As I went through the patient interview, radiculopathy was less and less a likely culprit in her shoulder pain. Although she had a positive neer, hawkins-kennedy, and yocum special test, they simply created pain in the same location where just about any movement caused her pain. Moreover there was no radiation of pain which can be common in "radiculopathy". Distraction and Spurlings tests were negative. Also, the Yergason and Speed test were positive and the bigger piece to the puzzle was the fact that the only area of tenderness was on both biceps tendons.

She went on to describe that when she had pain in her hips and knees about three months ago she would use her arms to help her get up out of chairs. Her shoulder pain developed in conjunction with this other pathology.

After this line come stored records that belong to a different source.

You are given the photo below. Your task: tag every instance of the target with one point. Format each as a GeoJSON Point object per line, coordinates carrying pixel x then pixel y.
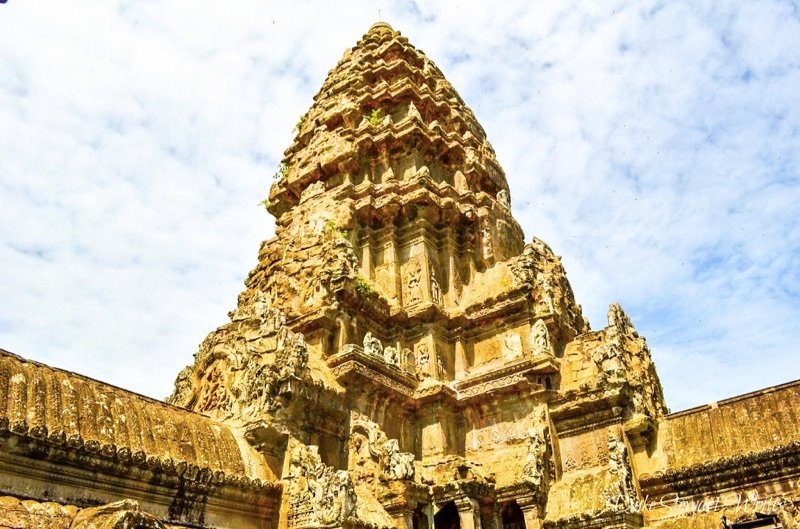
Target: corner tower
{"type": "Point", "coordinates": [399, 346]}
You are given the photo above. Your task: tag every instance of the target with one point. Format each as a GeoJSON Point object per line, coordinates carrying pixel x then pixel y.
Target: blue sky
{"type": "Point", "coordinates": [653, 145]}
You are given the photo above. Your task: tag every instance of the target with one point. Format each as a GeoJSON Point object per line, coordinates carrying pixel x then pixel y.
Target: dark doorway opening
{"type": "Point", "coordinates": [419, 519]}
{"type": "Point", "coordinates": [447, 517]}
{"type": "Point", "coordinates": [512, 516]}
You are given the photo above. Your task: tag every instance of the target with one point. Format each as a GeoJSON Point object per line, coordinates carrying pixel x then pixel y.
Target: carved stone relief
{"type": "Point", "coordinates": [512, 347]}
{"type": "Point", "coordinates": [540, 340]}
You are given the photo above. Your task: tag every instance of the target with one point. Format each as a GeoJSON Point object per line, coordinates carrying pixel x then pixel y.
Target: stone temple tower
{"type": "Point", "coordinates": [400, 358]}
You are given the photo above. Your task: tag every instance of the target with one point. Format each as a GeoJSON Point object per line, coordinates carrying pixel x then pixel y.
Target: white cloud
{"type": "Point", "coordinates": [652, 145]}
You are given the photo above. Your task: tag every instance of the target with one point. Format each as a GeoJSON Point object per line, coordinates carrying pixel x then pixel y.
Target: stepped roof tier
{"type": "Point", "coordinates": [400, 357]}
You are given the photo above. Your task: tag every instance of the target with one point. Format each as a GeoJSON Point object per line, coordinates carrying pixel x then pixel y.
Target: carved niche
{"type": "Point", "coordinates": [620, 495]}
{"type": "Point", "coordinates": [376, 456]}
{"type": "Point", "coordinates": [320, 495]}
{"type": "Point", "coordinates": [539, 341]}
{"type": "Point", "coordinates": [512, 347]}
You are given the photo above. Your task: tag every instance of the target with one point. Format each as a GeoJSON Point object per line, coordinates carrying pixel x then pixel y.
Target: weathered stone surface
{"type": "Point", "coordinates": [399, 357]}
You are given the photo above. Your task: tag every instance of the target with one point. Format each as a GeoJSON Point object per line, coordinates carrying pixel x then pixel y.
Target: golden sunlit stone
{"type": "Point", "coordinates": [400, 357]}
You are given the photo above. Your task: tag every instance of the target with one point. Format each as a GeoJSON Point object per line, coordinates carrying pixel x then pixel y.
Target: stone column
{"type": "Point", "coordinates": [530, 511]}
{"type": "Point", "coordinates": [469, 513]}
{"type": "Point", "coordinates": [403, 519]}
{"type": "Point", "coordinates": [460, 360]}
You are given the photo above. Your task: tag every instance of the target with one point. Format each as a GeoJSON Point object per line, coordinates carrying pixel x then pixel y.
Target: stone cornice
{"type": "Point", "coordinates": [726, 473]}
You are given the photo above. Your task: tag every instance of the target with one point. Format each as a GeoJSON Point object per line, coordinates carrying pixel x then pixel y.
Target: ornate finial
{"type": "Point", "coordinates": [381, 27]}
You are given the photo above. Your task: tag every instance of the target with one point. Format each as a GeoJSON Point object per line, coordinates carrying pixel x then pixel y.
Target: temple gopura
{"type": "Point", "coordinates": [399, 358]}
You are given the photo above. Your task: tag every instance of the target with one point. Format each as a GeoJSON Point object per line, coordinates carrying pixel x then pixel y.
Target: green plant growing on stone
{"type": "Point", "coordinates": [363, 287]}
{"type": "Point", "coordinates": [281, 172]}
{"type": "Point", "coordinates": [375, 117]}
{"type": "Point", "coordinates": [299, 123]}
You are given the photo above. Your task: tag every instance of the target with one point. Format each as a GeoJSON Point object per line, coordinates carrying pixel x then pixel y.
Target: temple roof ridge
{"type": "Point", "coordinates": [387, 112]}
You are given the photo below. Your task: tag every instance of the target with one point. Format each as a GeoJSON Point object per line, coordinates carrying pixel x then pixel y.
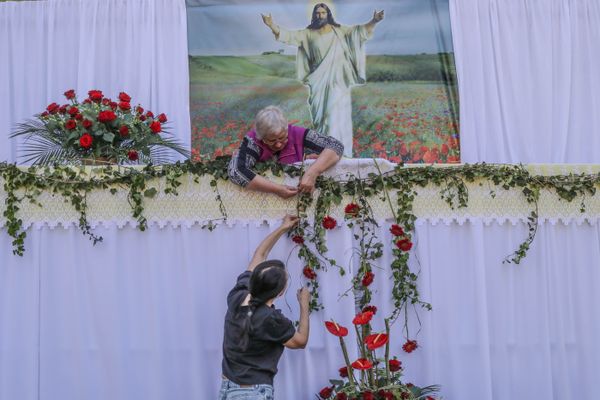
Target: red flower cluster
{"type": "Point", "coordinates": [410, 346]}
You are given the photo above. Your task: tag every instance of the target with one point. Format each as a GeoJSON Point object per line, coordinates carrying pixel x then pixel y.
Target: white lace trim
{"type": "Point", "coordinates": [196, 205]}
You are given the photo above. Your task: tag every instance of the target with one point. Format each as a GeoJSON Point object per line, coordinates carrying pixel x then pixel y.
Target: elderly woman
{"type": "Point", "coordinates": [274, 139]}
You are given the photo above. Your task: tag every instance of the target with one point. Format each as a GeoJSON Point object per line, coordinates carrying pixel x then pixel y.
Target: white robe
{"type": "Point", "coordinates": [330, 64]}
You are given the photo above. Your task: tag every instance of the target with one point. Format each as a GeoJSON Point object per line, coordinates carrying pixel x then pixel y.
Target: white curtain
{"type": "Point", "coordinates": [141, 314]}
{"type": "Point", "coordinates": [136, 46]}
{"type": "Point", "coordinates": [528, 82]}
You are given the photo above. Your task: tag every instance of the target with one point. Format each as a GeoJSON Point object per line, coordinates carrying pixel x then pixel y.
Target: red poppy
{"type": "Point", "coordinates": [351, 210]}
{"type": "Point", "coordinates": [336, 330]}
{"type": "Point", "coordinates": [309, 273]}
{"type": "Point", "coordinates": [326, 392]}
{"type": "Point", "coordinates": [362, 364]}
{"type": "Point", "coordinates": [404, 244]}
{"type": "Point", "coordinates": [395, 365]}
{"type": "Point", "coordinates": [368, 278]}
{"type": "Point", "coordinates": [362, 318]}
{"type": "Point", "coordinates": [376, 340]}
{"type": "Point", "coordinates": [397, 230]}
{"type": "Point", "coordinates": [329, 223]}
{"type": "Point", "coordinates": [410, 346]}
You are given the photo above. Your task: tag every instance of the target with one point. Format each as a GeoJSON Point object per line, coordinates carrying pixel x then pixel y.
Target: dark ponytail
{"type": "Point", "coordinates": [267, 280]}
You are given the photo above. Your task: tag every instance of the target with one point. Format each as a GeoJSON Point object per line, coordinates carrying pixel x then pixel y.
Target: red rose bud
{"type": "Point", "coordinates": [124, 97]}
{"type": "Point", "coordinates": [155, 127]}
{"type": "Point", "coordinates": [397, 230]}
{"type": "Point", "coordinates": [53, 108]}
{"type": "Point", "coordinates": [404, 244]}
{"type": "Point", "coordinates": [351, 210]}
{"type": "Point", "coordinates": [95, 95]}
{"type": "Point", "coordinates": [373, 309]}
{"type": "Point", "coordinates": [362, 318]}
{"type": "Point", "coordinates": [410, 346]}
{"type": "Point", "coordinates": [132, 155]}
{"type": "Point", "coordinates": [309, 273]}
{"type": "Point", "coordinates": [336, 330]}
{"type": "Point", "coordinates": [362, 364]}
{"type": "Point", "coordinates": [329, 223]}
{"type": "Point", "coordinates": [376, 340]}
{"type": "Point", "coordinates": [395, 365]}
{"type": "Point", "coordinates": [70, 125]}
{"type": "Point", "coordinates": [326, 392]}
{"type": "Point", "coordinates": [298, 239]}
{"type": "Point", "coordinates": [368, 278]}
{"type": "Point", "coordinates": [70, 94]}
{"type": "Point", "coordinates": [85, 140]}
{"type": "Point", "coordinates": [106, 116]}
{"type": "Point", "coordinates": [124, 106]}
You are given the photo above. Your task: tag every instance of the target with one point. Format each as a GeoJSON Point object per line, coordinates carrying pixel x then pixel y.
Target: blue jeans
{"type": "Point", "coordinates": [233, 391]}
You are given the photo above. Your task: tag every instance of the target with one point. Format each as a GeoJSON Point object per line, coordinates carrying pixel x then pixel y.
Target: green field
{"type": "Point", "coordinates": [403, 113]}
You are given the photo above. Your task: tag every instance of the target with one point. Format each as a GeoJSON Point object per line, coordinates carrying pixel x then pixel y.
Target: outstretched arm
{"type": "Point", "coordinates": [264, 248]}
{"type": "Point", "coordinates": [377, 17]}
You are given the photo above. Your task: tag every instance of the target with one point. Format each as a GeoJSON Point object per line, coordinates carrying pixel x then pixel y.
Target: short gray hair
{"type": "Point", "coordinates": [268, 121]}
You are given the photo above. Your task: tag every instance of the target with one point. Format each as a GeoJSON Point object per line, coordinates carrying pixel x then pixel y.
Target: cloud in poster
{"type": "Point", "coordinates": [234, 27]}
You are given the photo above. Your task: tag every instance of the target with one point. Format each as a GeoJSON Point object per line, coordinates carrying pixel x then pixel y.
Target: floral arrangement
{"type": "Point", "coordinates": [95, 131]}
{"type": "Point", "coordinates": [379, 377]}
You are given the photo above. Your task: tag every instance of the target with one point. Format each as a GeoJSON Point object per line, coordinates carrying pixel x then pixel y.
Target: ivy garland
{"type": "Point", "coordinates": [74, 185]}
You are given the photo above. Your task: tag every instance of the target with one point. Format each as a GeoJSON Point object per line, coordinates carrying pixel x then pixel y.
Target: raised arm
{"type": "Point", "coordinates": [264, 248]}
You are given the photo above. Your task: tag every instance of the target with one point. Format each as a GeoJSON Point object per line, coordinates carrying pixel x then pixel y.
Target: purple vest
{"type": "Point", "coordinates": [291, 153]}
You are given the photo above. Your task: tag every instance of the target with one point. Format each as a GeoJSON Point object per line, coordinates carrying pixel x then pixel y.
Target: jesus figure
{"type": "Point", "coordinates": [330, 61]}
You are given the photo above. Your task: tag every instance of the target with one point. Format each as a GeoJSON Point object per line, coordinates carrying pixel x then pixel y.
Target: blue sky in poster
{"type": "Point", "coordinates": [233, 27]}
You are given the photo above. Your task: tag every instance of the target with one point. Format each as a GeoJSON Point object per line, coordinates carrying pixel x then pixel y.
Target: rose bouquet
{"type": "Point", "coordinates": [372, 376]}
{"type": "Point", "coordinates": [97, 130]}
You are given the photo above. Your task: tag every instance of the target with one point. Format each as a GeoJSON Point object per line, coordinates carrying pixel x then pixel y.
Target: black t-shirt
{"type": "Point", "coordinates": [257, 364]}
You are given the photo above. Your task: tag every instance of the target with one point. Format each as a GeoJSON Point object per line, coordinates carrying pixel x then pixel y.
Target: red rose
{"type": "Point", "coordinates": [132, 155]}
{"type": "Point", "coordinates": [329, 223]}
{"type": "Point", "coordinates": [410, 346]}
{"type": "Point", "coordinates": [397, 230]}
{"type": "Point", "coordinates": [404, 244]}
{"type": "Point", "coordinates": [155, 127]}
{"type": "Point", "coordinates": [106, 116]}
{"type": "Point", "coordinates": [376, 340]}
{"type": "Point", "coordinates": [351, 210]}
{"type": "Point", "coordinates": [70, 94]}
{"type": "Point", "coordinates": [368, 278]}
{"type": "Point", "coordinates": [336, 330]}
{"type": "Point", "coordinates": [53, 108]}
{"type": "Point", "coordinates": [395, 365]}
{"type": "Point", "coordinates": [70, 125]}
{"type": "Point", "coordinates": [362, 364]}
{"type": "Point", "coordinates": [124, 97]}
{"type": "Point", "coordinates": [362, 318]}
{"type": "Point", "coordinates": [95, 95]}
{"type": "Point", "coordinates": [326, 392]}
{"type": "Point", "coordinates": [309, 273]}
{"type": "Point", "coordinates": [124, 106]}
{"type": "Point", "coordinates": [373, 309]}
{"type": "Point", "coordinates": [298, 239]}
{"type": "Point", "coordinates": [85, 140]}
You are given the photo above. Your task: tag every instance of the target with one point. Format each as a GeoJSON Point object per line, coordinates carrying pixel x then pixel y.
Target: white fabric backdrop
{"type": "Point", "coordinates": [528, 83]}
{"type": "Point", "coordinates": [140, 315]}
{"type": "Point", "coordinates": [136, 46]}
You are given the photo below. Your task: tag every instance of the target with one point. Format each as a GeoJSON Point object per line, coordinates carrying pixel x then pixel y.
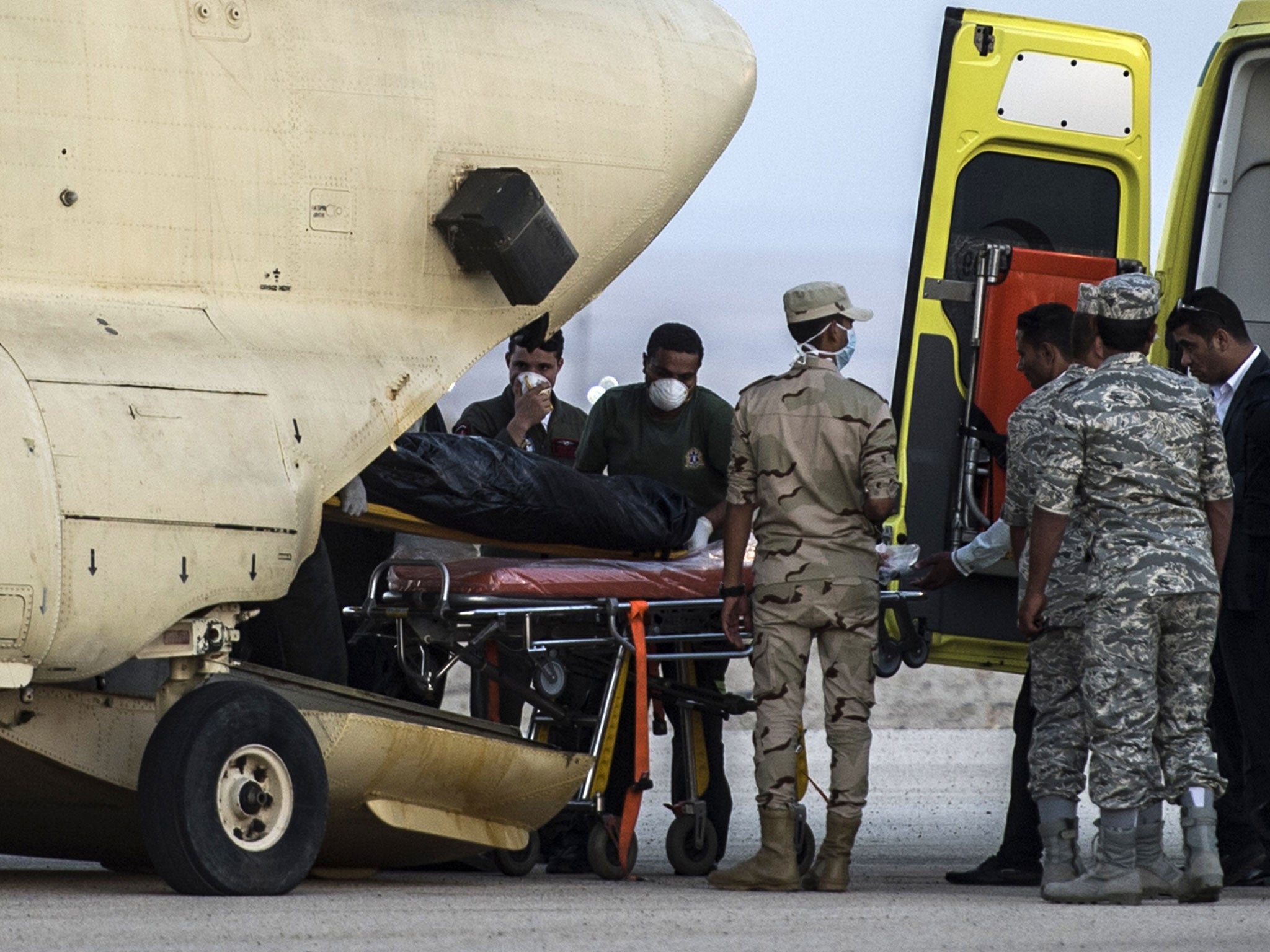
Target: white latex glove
{"type": "Point", "coordinates": [700, 535]}
{"type": "Point", "coordinates": [352, 498]}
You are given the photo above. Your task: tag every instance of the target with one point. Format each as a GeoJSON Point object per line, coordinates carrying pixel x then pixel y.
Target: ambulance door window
{"type": "Point", "coordinates": [1039, 203]}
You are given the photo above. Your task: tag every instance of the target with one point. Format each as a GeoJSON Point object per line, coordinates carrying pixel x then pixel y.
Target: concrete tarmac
{"type": "Point", "coordinates": [938, 803]}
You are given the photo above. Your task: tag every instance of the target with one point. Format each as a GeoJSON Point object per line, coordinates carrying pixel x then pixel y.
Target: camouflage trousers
{"type": "Point", "coordinates": [1060, 747]}
{"type": "Point", "coordinates": [842, 619]}
{"type": "Point", "coordinates": [1147, 684]}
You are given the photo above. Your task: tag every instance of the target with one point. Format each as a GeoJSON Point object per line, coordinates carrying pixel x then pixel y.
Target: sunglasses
{"type": "Point", "coordinates": [1192, 309]}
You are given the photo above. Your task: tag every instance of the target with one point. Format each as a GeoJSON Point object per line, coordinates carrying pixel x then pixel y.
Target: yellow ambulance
{"type": "Point", "coordinates": [1037, 178]}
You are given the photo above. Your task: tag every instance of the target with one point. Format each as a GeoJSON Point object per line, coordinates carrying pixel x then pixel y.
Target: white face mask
{"type": "Point", "coordinates": [841, 358]}
{"type": "Point", "coordinates": [668, 394]}
{"type": "Point", "coordinates": [528, 380]}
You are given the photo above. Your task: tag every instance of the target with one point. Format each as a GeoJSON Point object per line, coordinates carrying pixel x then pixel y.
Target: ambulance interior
{"type": "Point", "coordinates": [1235, 250]}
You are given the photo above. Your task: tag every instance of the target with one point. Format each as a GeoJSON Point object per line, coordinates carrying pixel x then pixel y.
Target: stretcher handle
{"type": "Point", "coordinates": [383, 569]}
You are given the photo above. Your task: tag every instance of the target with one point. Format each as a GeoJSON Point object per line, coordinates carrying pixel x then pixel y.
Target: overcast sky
{"type": "Point", "coordinates": [821, 183]}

Her MRI report from two weeks ago showed that she had minor tears in the infraspinatus, suprapinatus, and subscapularis along with minor arthrosis. She said her doctor mentioned only a possibility of bursitis and she claimed he never looked at the MRI report. NSAID's and aleve provided little to no relief.

Ultimately all signs point to bicipital tendonitis. Now we must call up the MD to report our findings. Ideally, there was no need for the MD visit. The patient could have saved herself that trip and extra payment that accomplished nothing more than referring her to us. We were able to screen for any red flags and are certainly able to refer elsewhere if there is an issue present outside of our scope of practice. For musculoskeletal issues PT should be the first line of defense aka the practitioner of choice. Unfortunately, this patient is one of many such cases and the situation will be one big speed bump to overcome, but it certainly is worth the fight.

1 Comments:

At 9:14 AM, Blogger Unknown said...

Bo,

Try this approach.

Assume for a moment that the vast majority of adult shoulder pain that is not cervicogenic or metastatic is mechanical.


Then, assume that mechanical shoulder pain is the result of external rotator muscle weakness that is easily made better with strengthening exercises.

If mechanical shoulder pain is the cause then a mechanical treatment should help.

Trying to pinpoint the exact structure is frustrating and time-consuming.

Instead, measure your baseline shoulder motion.

Apply your mechanical treatment (external rotator muscle strengthening).

Re-measure your shoulder motion.

Watch this video to see how to measure baseline shoulder motion.

http://physicaltherapydiagnosis.blogspot.com/2007_12_11_archive.html

Make your diagnosis based on your findings, not on a physician's diagnosis.